Before we claim too much for radical history – this was a ceremony made by a team of brilliant entertainers. Who else would have had the courage to open up the themes – (for those who weren’t there, industrial and digital revolutions; the NHS, children’s literature, popular music and politics) – to 10,000 volunteer performers; to delegate so much – design, choreography, sound (oh, the compelling drumming); to trust to simple truths and stories – including the bad ones? Historians are much too cautious, slaves to the disciplines of their trade especially pedagogy.
I fear I would have screened Dizzee Rascal’s words … cut the scenes from Trainspotting … and is there a historian who would venture the Queen with Bond as a metaphor of modern Britain? Well, perhaps given the military metaphor of helicopter flight.
This version of Britain had affinities with Jez Butterworth’s Jerusalem, whose depredated countryside is inhabited still by anarchic heroes in thrall to dystopian, as well as radical, visions; or Danny Boyle’s recent production of Frankenstein which revealed man’s inhumanity to man through his insatiable curiosity, dread of feeling and desire to play god, and which opened – as the NHS sequence finished – with birth, with new life.
For the radical historian there was much to question. Industrial revolution? Was that our grandest modern moment? Historiography in the past thirty years has lost the plot of revolution, or rather replaced it with long uneven development of new inventions, persistence of handicraft and unskilled work, above all has reasserted the slave trade as harbinger of capital and labour. Last week there was not a slave ship in sight, in fact no ships at all. Britain’s nations were landlocked.

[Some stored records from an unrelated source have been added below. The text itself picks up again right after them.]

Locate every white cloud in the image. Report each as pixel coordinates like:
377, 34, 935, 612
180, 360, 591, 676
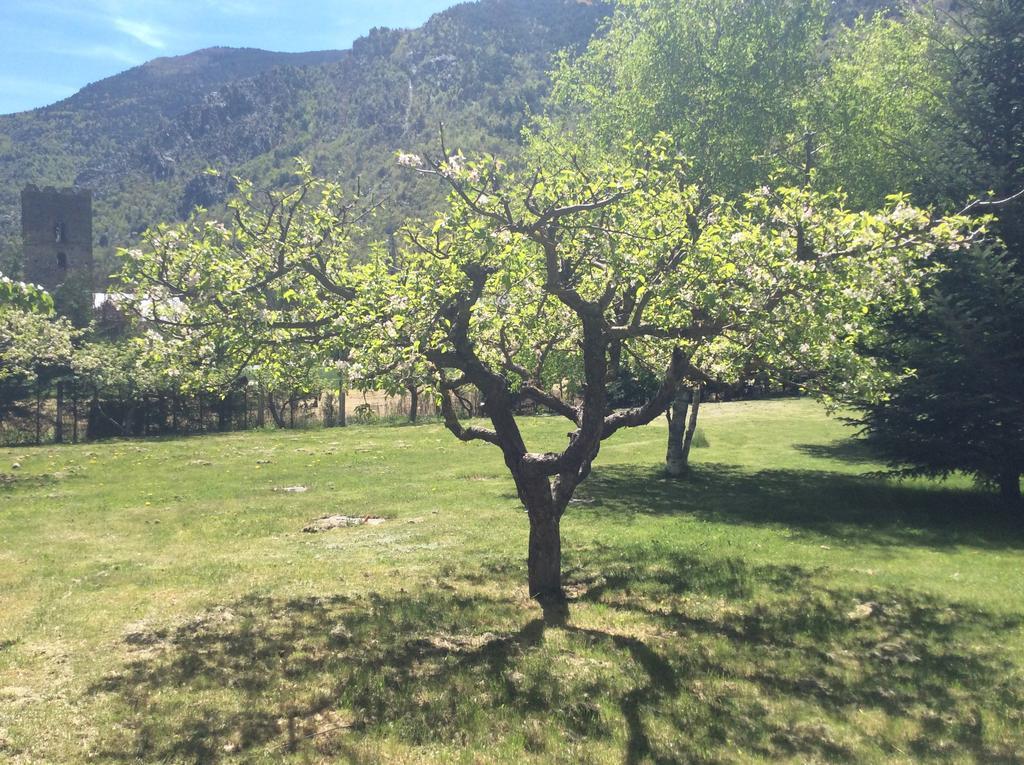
113, 16, 167, 49
49, 45, 146, 67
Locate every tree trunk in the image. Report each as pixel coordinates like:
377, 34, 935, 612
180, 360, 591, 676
665, 385, 690, 478
409, 385, 420, 425
516, 475, 563, 603
683, 385, 700, 465
999, 471, 1021, 505
36, 382, 43, 447
526, 511, 562, 601
53, 381, 63, 443
266, 392, 288, 430
71, 380, 78, 443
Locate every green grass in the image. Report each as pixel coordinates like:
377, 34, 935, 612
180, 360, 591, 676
0, 400, 1024, 763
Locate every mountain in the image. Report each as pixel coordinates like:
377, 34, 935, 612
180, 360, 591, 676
0, 0, 609, 273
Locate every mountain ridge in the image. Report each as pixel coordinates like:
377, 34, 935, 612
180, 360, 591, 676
0, 0, 608, 275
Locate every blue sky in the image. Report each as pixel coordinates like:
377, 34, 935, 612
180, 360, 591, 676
0, 0, 457, 114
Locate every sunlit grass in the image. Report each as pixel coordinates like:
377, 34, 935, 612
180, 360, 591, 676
0, 401, 1024, 763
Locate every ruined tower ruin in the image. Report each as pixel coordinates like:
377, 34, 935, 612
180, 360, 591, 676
22, 185, 92, 293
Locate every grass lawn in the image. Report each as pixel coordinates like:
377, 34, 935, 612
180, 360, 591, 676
0, 400, 1024, 763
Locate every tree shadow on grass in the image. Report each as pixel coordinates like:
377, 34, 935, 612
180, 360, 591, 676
794, 438, 885, 465
91, 545, 1024, 763
570, 463, 1024, 549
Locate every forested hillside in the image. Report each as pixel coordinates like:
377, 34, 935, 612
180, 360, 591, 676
0, 0, 608, 273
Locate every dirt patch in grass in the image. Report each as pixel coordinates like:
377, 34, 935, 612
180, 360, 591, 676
302, 515, 384, 534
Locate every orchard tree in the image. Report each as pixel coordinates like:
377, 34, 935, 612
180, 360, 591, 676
120, 162, 375, 427
119, 142, 972, 600
857, 246, 1024, 507
359, 142, 973, 599
0, 274, 79, 422
553, 0, 828, 200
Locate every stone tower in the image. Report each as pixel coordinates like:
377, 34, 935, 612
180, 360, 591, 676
22, 185, 92, 293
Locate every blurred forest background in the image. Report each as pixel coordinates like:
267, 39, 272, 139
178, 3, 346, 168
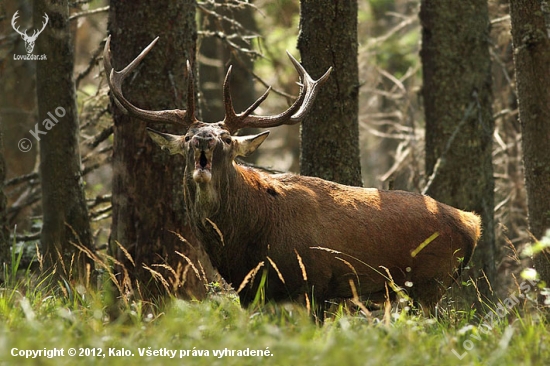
0, 0, 548, 304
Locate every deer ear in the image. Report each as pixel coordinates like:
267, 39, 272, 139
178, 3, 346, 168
147, 128, 184, 155
233, 131, 269, 156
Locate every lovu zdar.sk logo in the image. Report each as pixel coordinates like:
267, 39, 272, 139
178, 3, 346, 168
11, 10, 49, 60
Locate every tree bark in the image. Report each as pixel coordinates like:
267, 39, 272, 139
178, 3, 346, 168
510, 0, 550, 286
420, 0, 497, 296
34, 0, 93, 278
0, 130, 10, 272
298, 0, 362, 186
108, 0, 213, 298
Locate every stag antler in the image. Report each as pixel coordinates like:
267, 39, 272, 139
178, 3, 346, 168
103, 36, 332, 134
103, 36, 197, 128
223, 51, 332, 134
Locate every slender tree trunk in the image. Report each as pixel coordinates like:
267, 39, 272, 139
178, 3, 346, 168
34, 0, 92, 277
420, 0, 497, 296
108, 0, 213, 298
199, 0, 257, 122
298, 0, 362, 186
0, 132, 10, 272
510, 0, 550, 285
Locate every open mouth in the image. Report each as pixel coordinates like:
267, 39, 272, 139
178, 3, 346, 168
193, 150, 212, 183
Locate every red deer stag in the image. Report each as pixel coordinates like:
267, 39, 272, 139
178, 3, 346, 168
104, 38, 481, 309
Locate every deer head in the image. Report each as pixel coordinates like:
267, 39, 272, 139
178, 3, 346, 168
104, 37, 332, 204
11, 10, 49, 53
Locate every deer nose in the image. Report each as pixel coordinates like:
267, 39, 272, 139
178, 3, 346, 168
191, 134, 216, 150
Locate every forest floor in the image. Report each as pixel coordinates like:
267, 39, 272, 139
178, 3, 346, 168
0, 260, 550, 366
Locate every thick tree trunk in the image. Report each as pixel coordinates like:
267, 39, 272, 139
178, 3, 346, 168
109, 0, 212, 298
420, 0, 497, 296
34, 0, 92, 277
298, 0, 362, 186
510, 0, 550, 286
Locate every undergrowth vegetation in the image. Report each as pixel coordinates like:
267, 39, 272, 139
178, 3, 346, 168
0, 233, 550, 365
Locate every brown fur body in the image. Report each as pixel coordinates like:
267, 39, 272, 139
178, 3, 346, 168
185, 154, 480, 306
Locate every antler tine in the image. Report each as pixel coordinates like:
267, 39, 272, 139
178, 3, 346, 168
103, 36, 196, 128
223, 66, 271, 127
224, 51, 332, 134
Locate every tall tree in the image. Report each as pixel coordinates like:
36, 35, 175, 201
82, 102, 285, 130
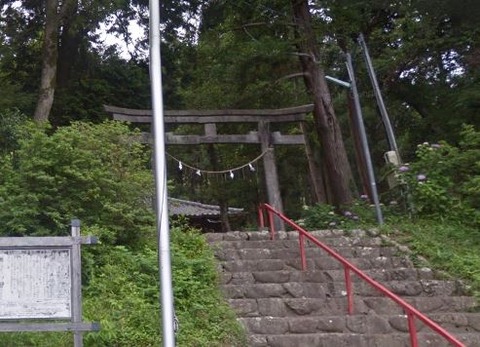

And yet there was much to build on too, and not just the familiar figures of Jarrow marchers, suffragettes. Boyles’ vision (and he claimed in every interview it was the work of the team and the volunteers) was a description of the present in which new lives, voices, love affairs and as the Games themselves unfold, new political choices are to be made.
It was magnificent, quixotic, baffling, eccentric – and remarkably it worked. There was Blake – the suffragettes – socialised medicine – and the CND symbol. If Mitt Romney had stuck around, he would certainly have found that ‘disconcerting’.
Despite claims from the right that it was somehow radical, socialist or even Marxist in nature (Boris Johnson even suggested that it showed the ‘rise of the English working class and their triumph over the capitalism’ on TV the next day), in fact it was a kind of Lord of the Rings-esque Mid Summer Nights Dream for the lost world of British Social Democracy (not least with its focus on the Island Story of Britain and so no need to mention empire/slavery). As I think someone remarked somewhere, it needed an 80 foot giant axe-wielding Margaret Thatcher (perhaps riden by a little David Cameron look-a-like) to come striding into the stadium to kick over all the industrial chimneys – that might have given people more of a political awakening to contemporary reality…
Actually, there was one ship – Windrush made a brief appearance, as the Daily Mail noticed:
The Windrush, representing the ship that brought the first West Indian immigrants to Britain in 1948, was assembled by hidden crew carrying four parts made of steel rods covered by fabric made to look like newspapers from the time. Wires decorated with bunting kept the ship upright, while actors on stilts played its passengers. http://www.dailymail.co.uk/news/article-2180814/London-2012-Olympics-opening-ceremony-How-magic-moments.html#ixzz22o8D67Z7
… and Berners-Lee in a suburban house seemingly typing out the message: ‘THIS IS FOR EVERYONE’ was a vaguely powerful – or powerfully vague – moment for all of us generation Xers who spent too much time playing computer games.